Emirates baut Reichweite aus

Emirates und Airlink haben ein Interline-Abkommen angekündigt, das die Reichweite von Emirates im südlichen Afrika ausdehnt.
© Emirates

Das Abkommen bietet Kunden über die Gateways Johannesburg und Kapstadt verbesserte Konnektivität zu mehr als 25 inländischen Zielen in Südafrika und mehr als 20 regionalen Zielen im südlichen Afrika. Die durch diese neue Partnerschaft ermöglichten Verbindungen bieten Fluggästen exklusive Anschlussmöglichkeiten, die von anderen Fluggesellschaften nicht angeboten werden.

Durch die neuen Umstiegsmöglichkeiten von Johannesburg und Kapstadt aus können Kunden von Emirates und Airlink mit einem einzigen Ticket und einer einzigen Gepäckaufgabe reisen.

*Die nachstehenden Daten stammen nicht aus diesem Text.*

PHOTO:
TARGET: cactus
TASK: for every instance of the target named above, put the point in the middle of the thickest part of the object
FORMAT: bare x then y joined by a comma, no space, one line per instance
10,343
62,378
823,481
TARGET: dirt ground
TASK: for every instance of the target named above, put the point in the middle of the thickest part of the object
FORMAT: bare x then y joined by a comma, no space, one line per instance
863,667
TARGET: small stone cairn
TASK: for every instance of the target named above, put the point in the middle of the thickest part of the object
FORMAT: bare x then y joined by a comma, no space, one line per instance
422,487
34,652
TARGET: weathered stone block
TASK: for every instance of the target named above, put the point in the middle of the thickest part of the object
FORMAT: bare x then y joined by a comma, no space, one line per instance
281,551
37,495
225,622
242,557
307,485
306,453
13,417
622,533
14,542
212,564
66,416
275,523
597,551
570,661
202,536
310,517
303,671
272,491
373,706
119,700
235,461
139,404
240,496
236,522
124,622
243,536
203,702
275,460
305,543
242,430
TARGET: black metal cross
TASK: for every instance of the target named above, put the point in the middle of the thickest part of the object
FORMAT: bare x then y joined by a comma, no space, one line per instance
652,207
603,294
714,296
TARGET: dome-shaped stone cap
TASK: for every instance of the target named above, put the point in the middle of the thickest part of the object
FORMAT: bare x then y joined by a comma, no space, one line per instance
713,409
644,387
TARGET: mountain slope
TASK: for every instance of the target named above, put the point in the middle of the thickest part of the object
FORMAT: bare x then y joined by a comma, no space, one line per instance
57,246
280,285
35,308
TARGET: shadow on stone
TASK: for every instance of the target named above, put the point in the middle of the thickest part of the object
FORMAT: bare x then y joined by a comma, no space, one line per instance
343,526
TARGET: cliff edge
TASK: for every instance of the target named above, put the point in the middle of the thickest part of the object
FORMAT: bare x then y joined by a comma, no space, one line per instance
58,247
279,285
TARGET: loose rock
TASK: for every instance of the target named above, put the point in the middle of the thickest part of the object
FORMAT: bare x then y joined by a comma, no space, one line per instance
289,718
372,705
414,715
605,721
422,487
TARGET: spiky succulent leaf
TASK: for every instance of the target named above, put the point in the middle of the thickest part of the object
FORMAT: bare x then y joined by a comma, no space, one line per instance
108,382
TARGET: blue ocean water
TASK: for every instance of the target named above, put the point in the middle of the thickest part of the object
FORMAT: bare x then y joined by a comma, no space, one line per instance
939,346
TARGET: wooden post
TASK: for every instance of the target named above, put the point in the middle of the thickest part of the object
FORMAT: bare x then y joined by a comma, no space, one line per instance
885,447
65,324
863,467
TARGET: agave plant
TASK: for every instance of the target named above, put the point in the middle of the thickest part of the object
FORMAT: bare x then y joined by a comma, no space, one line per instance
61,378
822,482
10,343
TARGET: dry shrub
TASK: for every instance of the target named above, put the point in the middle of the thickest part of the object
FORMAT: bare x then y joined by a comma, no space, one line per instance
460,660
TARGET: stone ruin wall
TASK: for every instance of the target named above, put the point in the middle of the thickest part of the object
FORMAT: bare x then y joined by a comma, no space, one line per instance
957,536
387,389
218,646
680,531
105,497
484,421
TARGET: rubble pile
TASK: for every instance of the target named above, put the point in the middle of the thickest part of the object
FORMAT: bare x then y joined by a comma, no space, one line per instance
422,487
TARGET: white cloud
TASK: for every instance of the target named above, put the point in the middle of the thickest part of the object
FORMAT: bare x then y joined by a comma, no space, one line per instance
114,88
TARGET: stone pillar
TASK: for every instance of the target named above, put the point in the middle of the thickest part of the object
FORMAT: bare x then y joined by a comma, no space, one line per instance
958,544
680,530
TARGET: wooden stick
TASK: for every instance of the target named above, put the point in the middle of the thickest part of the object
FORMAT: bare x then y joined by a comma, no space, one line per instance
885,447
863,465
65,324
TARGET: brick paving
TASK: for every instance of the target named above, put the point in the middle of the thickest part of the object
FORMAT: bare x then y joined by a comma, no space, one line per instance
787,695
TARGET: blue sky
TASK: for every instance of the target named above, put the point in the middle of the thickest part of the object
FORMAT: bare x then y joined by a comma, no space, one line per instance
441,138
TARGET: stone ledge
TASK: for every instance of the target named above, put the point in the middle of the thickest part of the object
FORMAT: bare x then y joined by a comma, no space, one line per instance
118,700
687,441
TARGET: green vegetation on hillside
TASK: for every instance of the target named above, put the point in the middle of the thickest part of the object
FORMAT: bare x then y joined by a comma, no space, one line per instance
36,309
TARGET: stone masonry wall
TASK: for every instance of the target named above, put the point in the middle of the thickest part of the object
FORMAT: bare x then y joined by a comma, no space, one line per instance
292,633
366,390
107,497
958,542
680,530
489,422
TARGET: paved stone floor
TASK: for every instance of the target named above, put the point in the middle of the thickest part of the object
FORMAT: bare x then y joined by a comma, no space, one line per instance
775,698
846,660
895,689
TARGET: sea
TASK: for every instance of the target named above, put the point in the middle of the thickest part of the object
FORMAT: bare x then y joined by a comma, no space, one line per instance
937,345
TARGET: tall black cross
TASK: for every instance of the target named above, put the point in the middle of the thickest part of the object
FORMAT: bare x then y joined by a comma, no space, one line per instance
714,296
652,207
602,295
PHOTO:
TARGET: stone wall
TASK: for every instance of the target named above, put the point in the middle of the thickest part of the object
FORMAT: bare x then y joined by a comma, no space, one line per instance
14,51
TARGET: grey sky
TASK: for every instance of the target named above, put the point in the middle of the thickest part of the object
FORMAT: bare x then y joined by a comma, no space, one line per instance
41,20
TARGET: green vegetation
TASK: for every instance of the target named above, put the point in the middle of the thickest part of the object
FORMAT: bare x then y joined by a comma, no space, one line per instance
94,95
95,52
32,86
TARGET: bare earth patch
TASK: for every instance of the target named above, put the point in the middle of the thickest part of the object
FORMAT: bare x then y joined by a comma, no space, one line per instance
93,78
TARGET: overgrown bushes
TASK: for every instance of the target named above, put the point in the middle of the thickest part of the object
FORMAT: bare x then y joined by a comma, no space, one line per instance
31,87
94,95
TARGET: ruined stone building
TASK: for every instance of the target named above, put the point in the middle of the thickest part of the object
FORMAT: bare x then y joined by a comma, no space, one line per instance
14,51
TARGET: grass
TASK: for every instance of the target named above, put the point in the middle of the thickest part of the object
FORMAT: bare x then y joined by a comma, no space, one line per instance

Erreicht werden so südafrikanische Destinationen wie unter anderem Bloemfontein, George, Upington, Nelspruit, Hoedspruit und Port Elizabeth sowie Ziele im gesamten südlichen Afrika wie Gaborone, Kasane, Vilanculos, Maun, Victoria Falls, Maputo, Windhoek, Harare, Lusaka, Ndola, Bulawayo und Livingstone.
Reisen mit beiden Fluggesellschaften können auf emirates.com, über Online-Reisebüros sowie über lokale Reisebüros gebucht werden.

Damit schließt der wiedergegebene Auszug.